This question already has an answer here:
I'm thinking of an example like this one:
The request hits a page at an url (by whichever means), with a parameter.
example.com/api/page?name=bob. It's my understanding that you should do a prepared statement to get the
$_POST[name]parameter and make sure it's not anything funky, but it does so by evaluating the expression.
My first question is: How does it do so (evaluate the expression)?
My second question is: What if a user inputs something along the lines of "SELECT * FROM users" or "DROP TABLE users" that gets passed to the
$_POST['name'] parameter (the
?name=bob at the end), what would happen in that case?
Just as an example, the final query would be something like
SELECT name, continent FROM world WHERE continent IN (SELECT continent FROM world WHERE name='Brazil')
the second select acting as the user input parameter - so
$_POST['name'] contains this query
SELECT continent FROM world WHERE name='Brazil'
Lastly, the third question i have is how can i protect against something like that?

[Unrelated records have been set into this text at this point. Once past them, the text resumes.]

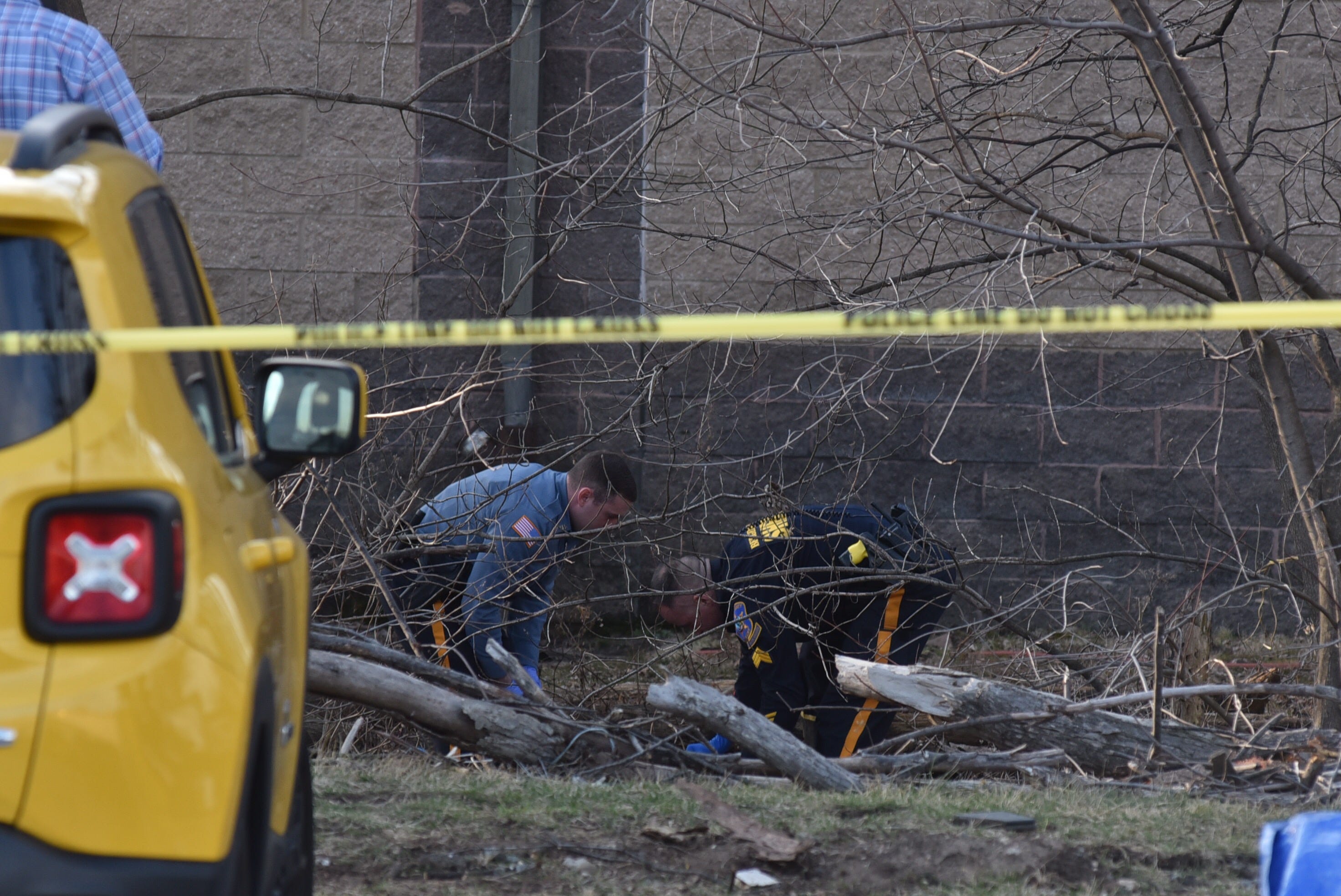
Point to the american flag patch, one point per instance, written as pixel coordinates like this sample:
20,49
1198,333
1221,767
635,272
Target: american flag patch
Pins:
527,530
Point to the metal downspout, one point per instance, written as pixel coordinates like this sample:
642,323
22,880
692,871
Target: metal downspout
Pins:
519,210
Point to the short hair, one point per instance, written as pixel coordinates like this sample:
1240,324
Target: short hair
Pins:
605,474
681,576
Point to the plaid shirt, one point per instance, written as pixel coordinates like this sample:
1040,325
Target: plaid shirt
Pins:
47,60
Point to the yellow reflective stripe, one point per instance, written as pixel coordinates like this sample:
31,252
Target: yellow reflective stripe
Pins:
440,636
688,328
887,635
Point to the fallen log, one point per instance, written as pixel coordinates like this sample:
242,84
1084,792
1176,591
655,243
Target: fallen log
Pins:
727,717
492,729
514,667
934,764
1010,715
951,764
369,650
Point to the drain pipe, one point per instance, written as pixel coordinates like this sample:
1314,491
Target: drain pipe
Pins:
519,210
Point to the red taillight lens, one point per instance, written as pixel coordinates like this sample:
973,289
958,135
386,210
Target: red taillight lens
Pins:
104,565
100,568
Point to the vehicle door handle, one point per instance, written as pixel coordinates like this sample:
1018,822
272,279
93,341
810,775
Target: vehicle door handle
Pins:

I'm guessing PDO is design specifically to prevent query within query(?), but after reading around a bit i'm still quite confused.
I'm still learning all of this so if i'm not clear or specific enough in my inquiry please let me know, and i'll try and address that.
EDIT: To clear any confusion, what i'm doing is this:
$pdo = new PDO('..'); $sql = 'SELECT id FROM users WHERE username = :username'; $statement = $pdo->prepare($sql); $statement->bindParam(':username', $_POST['username']);
Question is, what if
'SELECT * FROM users' (or any other query) ? How does
prepare() work? Can what i described actually present a security hole? I need some help in understanding this.